「老後に後悔しない」ためには何が必要か?
人生は、思っているよりもずっと短い。限られた時間を「自分第一」で生きるためにはどうしたらいいのだろうか?
その答えが、『人生は気づかぬうちにすぎるから。「自分第一」で生きるための時間術』(クリス・ギレボー著、児島修訳)にある。本稿では同書から特別に一部を公開する。(構成/ダイヤモンド社書籍編集局)
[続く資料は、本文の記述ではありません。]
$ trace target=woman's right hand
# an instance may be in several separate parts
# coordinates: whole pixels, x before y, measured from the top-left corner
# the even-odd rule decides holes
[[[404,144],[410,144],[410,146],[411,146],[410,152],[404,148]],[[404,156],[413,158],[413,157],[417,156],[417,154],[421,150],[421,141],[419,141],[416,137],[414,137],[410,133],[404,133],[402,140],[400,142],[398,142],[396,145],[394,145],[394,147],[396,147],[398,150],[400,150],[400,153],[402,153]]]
「老後に後悔しない」ために、「努力」よりも大切なこと・ベスト1Photo: Adobe Stock

「努力」より、まずは「自問」

「このまま年を取ったら、何を後悔するだろう」
そう考える時間は、多い。

多くの人は、毎日を忙しく過ごしている。
仕事をこなす。家のことをする。人から頼まれたことに応える。

もちろん、努力することは大切だ。
だが、どれだけ頑張っていても、向かう方向を間違えていれば、人生の満足度は上がらない。

むしろ、真面目な人ほど危ない。

目の前のタスクを片づけることに追われて、「自分にとって本当に大切なことは何か」
を考える時間を失ってしまうからだ。

老後に後悔しない人は、ただ努力している人ではない。
立ち止まって、自分に問いかけられる人なのだ。

「今、私にとって何が大切か?」

だからこそ、まずは「今、私にとって何が大切か?」を意識的に自問しよう。

「今、私にとって何が大切か?」
物事に積極的に注意を向けるのと同じく、本当に重要なことをリストアップすると、それだけで驚くほどの効果がある。
仕事のやり方を変えるきっかけ(優先順位を変更したり、仕事の内容によってモードを切り替えたりする)にもなるし、つねに頭の片隅に重要なことを留めておきやすくなる。忙しい1日の途中や、一度にたくさんのことが押し寄せてきて圧倒されているときは、少しだけ立ち止まってみてほしい。
深呼吸をして、「今、自分にとって重要なものは何?」と自問しよう。
答えは、すぐに頭に浮かぶものであるべきだ(少し考えれば、何が重要かはわかる)。それでも、30秒かけてよく考えよう。

――『人生は気づかぬうちにすぎるから。「自分第一」で生きるための時間術』より

努力は、人生を前に進める力になる。
だが、何のために進んでいるのかを見失ったままでは、ただ忙しく消耗していくだけだ。

老後に後悔しないために必要なのは、もっと頑張ることではない。
ときどき立ち止まり、「今の自分にとって、本当に大切なものは何か」と問い直すことだ。

その小さな自問が、日々の選択を少しずつ変えていく。
そして、その積み重ねこそが、あとから振り返ったときに「悪くない人生だった」と思える土台になるのかもしれない。